The EU Gave Video Game Developers £2.4m Last Year. Why?

Patrick Seeger / AFP
Patrick Seeger / AFP

The European Union paid out £2.4 million of taxpayers’ money to game developers under the ‘Creative Europe’ programme last year, according to the Daily ExpressThirty-one game developers, including four from the UK, successfully received payouts sometimes exceeding £100,000.

It isn’t necessarily a bad investment. Video games have become a bigger industry than Hollywood, and supporting European game developers could prove to be a sound investment.

Unfortunately for European taxpayers, the fund has been used to support niche titles that don’t seem capable of attracting a mass audience, nor, in most cases, of turning a profit.

These include the thrillingly-titled Ship Emergency Simulator, which was financed to the tune of £75,000. According to the Express, even its creators describe the title as “fairly undramatic.”

Another title is Cosmic Top Secret, a “playable documentary, a game with animations that appear to be made from cardboard cut-outs. Then there’s Future Unfolding, a top-down adventure inspired by the concept of “dreaming and meditation.”

Readers can decide whether these are safe investments. It’s certainly true that arthouse titles occasionally become hits – The Vanishing of Ethan Carter and Papers, Please spring to mind. But for every indie title that succeeds, there are hundreds or even thousands that fail.

That’s why critics are asking whether it’s comparable to taxpayers funding venture capital, a terrifyingly high-risk asset class, through vehicles like the European Investment Fund and the British Enterprise Capital Fund, and whether the state should be underwriting such risky endeavours with public money.

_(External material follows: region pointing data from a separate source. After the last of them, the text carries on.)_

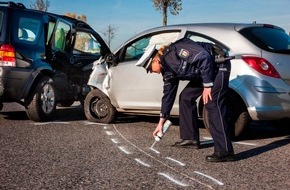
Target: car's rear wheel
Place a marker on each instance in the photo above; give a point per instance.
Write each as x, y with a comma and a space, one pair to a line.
41, 106
98, 107
239, 117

The EU is by no means alone in funding questionable video game projects. HERadventure is an interactive Sci-Fi fantasy project by filmmaker and digital media artist, Ayoka Chenzira. The project was given $100,000 in grants from the U.S. National Endowment for Arts. After three years in development, their only major sign of activity is a YouTube trailer that resembles a 1990s straight-to-VHS movie.

It isn’t inevitable for governments to make bad investments in arts and entertainment. The UK Film Council, for example, has often financed movies that turned a profit at the box office, such as Touching the Void (2003)This is England (2006) and In The Loop (2009).

But with the games industry enjoying a glut of high quality independently-developed titles, the risks of investment are higher because competition is more fierce.

When budgets are being cut and local libraries are closing down, European taxpayers are unlikely to have patience for digital arthouse projects. As the costs of entry into the market decrease, standing out from the pack becomes increasingly difficult and the case for public money becomes precarious.